“War on Women” Increasingly Focused on Women of Color and Immigrant Women
VAWA. PRENDA. Aderholt. What do all these words (and acronyms) have in common? They represent the escalating attacks on the health and rights of women of color, and immigrant women in particular.
VAWA. PRENDA. Aderholt.
What do all these words (and acronyms) have in common?
They represent the three latest attacks on women’s health, safety, and reproductive justice. However, the War on Women has been raging continuously in the 112th Congress. So what else connects these three? They represent the escalating attacks on the health and rights of women of color, and immigrant women in particular — their right to reproductive health care, their access to protections from intimate partner violence and other crimes, and their right to bodily autonomy.
Let’s start with the most recent affront: the Aderholt amendment. Last week, the House of Representatives passed the Department of Homeland Security Appropriations Act (H.R. 5855), which includes a provision (Aderholt Amendment) that targets immigrant women’s reproductive health care with unnecessary and mean-spirited restrictions on access to abortion. The provision prohibits federal funding for Immigration and Customs Enforcement (ICE) to provide abortion care for women in ICE detention centers — adding yet another layer to the harmful restrictions the Hyde amendment already puts in place.
The National Latina Institute for Reproductive Health (NLIRH), outraged over the politicized attack on some of the most vulnerable women in our society, led an effort to unite over 50 national, state, and local organizations in opposition the provision — a group that includes reproductive health, rights, and justice advocates as well as faith-based groups, advocates for Latinos health, and groups that represent immigrants, refugees, and LGBTQ people.
In a letter to the House of Representatives, this diverse group united to express deep concern that the Aderholt amendment would take us backwards, making life harder for women in federal immigration custody. Women in detention are separated from their children, their partners, and their health care providers. They have been denied HIV medication, forced to give birth in shackles, and sexually assaulted by guards. This amendment, and any restriction on access to reproductive health care, is yet another insult and humiliation for women who are already facing terrible circumstances. Immigrant women’s health should never be used as a political bargaining chip.
However, this attack did not operate in a vacuum. It represents a variation on the theme of stripping away the rights of immigrant women, a theme which is alarming, and growing. Just last month, the House of Representatives passed H.R. 4970 – a bill which claims to reauthorize the historically bipartisan Violence Against Women Act (VAWA), but actually rolls back protections for immigrant women that have existed for almost 20 years. Since it was first signed into law, VAWA has been reauthorized twice. And each time, both parties worked together to advance protections for all victims, including immigrants.
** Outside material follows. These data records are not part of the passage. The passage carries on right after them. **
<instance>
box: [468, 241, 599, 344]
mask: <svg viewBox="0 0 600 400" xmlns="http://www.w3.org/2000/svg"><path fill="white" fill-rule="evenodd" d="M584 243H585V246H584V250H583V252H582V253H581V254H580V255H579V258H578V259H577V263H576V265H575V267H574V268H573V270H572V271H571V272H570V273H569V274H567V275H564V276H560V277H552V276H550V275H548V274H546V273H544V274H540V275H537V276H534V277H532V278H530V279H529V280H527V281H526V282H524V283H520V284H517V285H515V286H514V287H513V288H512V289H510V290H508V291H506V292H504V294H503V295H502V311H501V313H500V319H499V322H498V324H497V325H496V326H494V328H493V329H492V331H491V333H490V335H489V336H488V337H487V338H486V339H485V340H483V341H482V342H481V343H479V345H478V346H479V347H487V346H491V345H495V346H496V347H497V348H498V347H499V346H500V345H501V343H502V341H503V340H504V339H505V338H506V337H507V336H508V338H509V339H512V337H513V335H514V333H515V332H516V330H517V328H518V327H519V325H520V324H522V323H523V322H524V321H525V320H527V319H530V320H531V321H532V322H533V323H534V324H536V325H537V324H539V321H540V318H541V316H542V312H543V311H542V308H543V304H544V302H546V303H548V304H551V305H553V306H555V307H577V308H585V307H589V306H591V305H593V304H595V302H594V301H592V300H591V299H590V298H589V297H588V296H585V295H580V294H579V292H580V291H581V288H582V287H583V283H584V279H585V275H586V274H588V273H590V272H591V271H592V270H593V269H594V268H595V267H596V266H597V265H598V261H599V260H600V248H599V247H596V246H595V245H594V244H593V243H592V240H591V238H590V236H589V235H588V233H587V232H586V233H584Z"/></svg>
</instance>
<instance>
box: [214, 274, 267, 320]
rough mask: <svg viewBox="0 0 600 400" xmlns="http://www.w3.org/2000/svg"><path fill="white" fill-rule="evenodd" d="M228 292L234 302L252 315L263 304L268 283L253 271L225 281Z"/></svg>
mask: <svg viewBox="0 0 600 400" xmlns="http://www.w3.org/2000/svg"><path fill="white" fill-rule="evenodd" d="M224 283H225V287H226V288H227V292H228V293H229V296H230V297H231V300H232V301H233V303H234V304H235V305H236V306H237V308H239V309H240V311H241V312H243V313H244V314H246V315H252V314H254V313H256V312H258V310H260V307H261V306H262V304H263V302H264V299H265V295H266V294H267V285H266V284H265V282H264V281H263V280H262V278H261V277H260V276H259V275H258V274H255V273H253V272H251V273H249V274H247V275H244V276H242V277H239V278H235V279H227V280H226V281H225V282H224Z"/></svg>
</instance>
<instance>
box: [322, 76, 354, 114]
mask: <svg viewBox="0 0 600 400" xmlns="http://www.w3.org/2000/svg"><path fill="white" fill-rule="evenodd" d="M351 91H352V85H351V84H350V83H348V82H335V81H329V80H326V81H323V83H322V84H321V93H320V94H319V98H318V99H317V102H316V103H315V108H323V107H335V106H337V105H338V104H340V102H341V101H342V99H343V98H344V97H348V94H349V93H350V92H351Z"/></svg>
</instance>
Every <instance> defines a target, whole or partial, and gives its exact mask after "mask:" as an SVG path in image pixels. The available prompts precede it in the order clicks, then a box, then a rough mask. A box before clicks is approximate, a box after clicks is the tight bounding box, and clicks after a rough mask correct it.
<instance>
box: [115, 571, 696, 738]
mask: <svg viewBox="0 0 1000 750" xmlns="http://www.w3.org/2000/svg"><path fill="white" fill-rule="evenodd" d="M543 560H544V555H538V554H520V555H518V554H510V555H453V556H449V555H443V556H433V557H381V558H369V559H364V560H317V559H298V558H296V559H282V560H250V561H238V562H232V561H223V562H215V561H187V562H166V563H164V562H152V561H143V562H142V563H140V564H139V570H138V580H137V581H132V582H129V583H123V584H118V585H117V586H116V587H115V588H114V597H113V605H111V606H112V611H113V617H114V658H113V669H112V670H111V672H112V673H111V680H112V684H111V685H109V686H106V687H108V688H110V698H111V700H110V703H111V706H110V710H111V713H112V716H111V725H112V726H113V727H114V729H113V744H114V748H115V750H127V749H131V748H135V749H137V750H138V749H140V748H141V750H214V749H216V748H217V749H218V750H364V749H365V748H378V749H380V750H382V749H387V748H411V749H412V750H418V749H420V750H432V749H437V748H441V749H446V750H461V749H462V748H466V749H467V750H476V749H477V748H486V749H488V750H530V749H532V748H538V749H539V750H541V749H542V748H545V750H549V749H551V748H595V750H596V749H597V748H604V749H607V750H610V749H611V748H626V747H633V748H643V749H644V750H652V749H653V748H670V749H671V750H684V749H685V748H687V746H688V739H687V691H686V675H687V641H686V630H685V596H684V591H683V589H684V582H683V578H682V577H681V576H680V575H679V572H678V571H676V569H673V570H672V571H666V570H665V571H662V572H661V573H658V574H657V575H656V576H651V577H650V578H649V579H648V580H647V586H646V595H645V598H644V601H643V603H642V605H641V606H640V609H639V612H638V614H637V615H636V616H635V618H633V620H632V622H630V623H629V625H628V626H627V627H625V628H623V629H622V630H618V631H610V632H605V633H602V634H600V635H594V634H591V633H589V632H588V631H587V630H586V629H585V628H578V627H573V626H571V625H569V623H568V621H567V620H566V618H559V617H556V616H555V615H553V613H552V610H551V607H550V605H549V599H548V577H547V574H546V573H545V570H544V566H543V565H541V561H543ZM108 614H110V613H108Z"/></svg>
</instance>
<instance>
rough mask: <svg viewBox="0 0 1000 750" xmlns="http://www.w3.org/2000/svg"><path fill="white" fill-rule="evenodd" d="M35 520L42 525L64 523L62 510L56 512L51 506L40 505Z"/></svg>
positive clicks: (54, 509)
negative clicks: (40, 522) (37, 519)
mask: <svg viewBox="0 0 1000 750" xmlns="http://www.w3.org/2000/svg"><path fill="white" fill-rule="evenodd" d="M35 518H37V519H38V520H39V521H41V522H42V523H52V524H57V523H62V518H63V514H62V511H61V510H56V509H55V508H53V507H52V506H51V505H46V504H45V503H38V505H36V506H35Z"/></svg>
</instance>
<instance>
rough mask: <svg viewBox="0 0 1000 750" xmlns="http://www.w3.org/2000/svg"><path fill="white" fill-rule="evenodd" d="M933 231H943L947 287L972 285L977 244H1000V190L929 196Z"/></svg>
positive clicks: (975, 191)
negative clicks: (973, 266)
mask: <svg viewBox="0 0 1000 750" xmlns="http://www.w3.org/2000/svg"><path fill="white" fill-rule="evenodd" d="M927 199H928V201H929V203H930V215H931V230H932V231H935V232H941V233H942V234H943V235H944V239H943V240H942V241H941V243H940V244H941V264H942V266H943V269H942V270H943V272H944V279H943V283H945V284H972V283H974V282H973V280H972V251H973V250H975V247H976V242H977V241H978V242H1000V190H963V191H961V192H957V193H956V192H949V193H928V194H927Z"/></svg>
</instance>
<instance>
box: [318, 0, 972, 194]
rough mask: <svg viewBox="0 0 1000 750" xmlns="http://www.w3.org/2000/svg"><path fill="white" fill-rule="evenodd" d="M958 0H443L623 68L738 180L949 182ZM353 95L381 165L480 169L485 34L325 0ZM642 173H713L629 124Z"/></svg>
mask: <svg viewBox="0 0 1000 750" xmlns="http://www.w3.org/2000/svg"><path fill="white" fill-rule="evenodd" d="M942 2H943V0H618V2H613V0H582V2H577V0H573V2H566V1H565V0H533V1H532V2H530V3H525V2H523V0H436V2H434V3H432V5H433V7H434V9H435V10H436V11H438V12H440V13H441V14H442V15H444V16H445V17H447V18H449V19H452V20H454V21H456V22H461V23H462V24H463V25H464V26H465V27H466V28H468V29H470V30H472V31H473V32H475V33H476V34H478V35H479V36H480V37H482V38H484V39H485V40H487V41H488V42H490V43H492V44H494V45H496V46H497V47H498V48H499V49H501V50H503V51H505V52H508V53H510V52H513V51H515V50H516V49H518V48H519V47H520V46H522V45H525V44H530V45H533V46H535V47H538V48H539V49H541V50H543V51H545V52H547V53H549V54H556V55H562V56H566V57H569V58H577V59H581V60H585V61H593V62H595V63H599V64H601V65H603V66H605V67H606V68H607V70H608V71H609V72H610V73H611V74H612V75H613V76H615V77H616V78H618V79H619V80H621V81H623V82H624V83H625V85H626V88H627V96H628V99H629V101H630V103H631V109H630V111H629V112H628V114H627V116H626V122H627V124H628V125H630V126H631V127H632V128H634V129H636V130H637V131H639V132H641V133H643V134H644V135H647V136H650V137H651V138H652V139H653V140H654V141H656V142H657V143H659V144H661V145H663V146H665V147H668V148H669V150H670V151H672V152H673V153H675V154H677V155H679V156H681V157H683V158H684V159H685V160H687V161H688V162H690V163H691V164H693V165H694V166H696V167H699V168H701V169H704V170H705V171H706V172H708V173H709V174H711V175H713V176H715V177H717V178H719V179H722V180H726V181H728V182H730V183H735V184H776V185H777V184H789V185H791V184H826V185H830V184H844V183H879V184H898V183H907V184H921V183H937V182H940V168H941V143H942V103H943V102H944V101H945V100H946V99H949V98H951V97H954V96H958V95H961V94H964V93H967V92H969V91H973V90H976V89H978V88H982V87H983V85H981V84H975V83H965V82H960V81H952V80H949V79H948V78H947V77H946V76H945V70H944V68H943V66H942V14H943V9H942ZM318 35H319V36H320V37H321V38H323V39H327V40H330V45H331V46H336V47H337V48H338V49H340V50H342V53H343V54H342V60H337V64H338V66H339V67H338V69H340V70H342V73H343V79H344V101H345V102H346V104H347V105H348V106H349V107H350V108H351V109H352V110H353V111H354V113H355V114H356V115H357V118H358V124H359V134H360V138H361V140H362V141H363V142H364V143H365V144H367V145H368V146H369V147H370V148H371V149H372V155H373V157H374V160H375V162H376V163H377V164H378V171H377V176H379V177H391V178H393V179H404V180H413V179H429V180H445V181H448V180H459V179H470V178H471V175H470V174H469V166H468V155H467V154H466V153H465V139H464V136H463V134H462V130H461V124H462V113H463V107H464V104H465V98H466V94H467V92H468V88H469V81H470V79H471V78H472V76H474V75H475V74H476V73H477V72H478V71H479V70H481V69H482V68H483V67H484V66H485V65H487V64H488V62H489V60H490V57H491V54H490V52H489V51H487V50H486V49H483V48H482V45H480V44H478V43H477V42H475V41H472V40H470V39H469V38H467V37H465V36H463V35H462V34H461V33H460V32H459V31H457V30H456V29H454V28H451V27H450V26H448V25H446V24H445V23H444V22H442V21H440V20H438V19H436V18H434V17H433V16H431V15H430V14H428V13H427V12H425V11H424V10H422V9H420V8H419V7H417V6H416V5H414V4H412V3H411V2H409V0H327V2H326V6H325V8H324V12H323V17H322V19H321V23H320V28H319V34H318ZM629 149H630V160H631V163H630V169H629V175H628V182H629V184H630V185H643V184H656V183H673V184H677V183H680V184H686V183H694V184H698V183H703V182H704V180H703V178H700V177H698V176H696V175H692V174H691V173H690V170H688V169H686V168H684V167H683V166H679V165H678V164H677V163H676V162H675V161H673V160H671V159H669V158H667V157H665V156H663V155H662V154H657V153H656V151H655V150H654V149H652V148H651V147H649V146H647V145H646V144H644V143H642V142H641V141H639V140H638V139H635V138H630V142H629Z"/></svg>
This time around, the House bill reversed protections for immigrant women and excluded advances included in the Senate bill for LGBTQ victims of violence.
And just last week, the House of Representatives attempted (but thankfully failed) to pass the so-called “Prenatal Non-Discrimination Act” or PRENDA which was engineered as an attack on the reproductive freedoms of women of color. The bill claims to outlaw abortion motivated by sex-selection, and would have imposed strict criminal and civil penalties on abortion care providers who fail to determine the motives of their patients. The bill was first introduced as the “Susan B. Anthony and Frederick Douglass Prenatal Non-Discrimination Act” and additionally banned abortions on the basis of race of the fetus. While the race-related language was stripped from the bill, PRENDA remained an attack on color and immigrant women under the guise of protecting women, pushed forward by legislators with little to no history of supporting gender equity.
Immigrant women deserve better than this onslaught of abuse. They are mothers, daughters, tias, workers, mentors, and valuable members of communities across this country. Their ability to access reproductive health care and protections from violence are critical to their pursuit of a healthful life in the United State and to the promise of fairness, justice, and equal opportunity.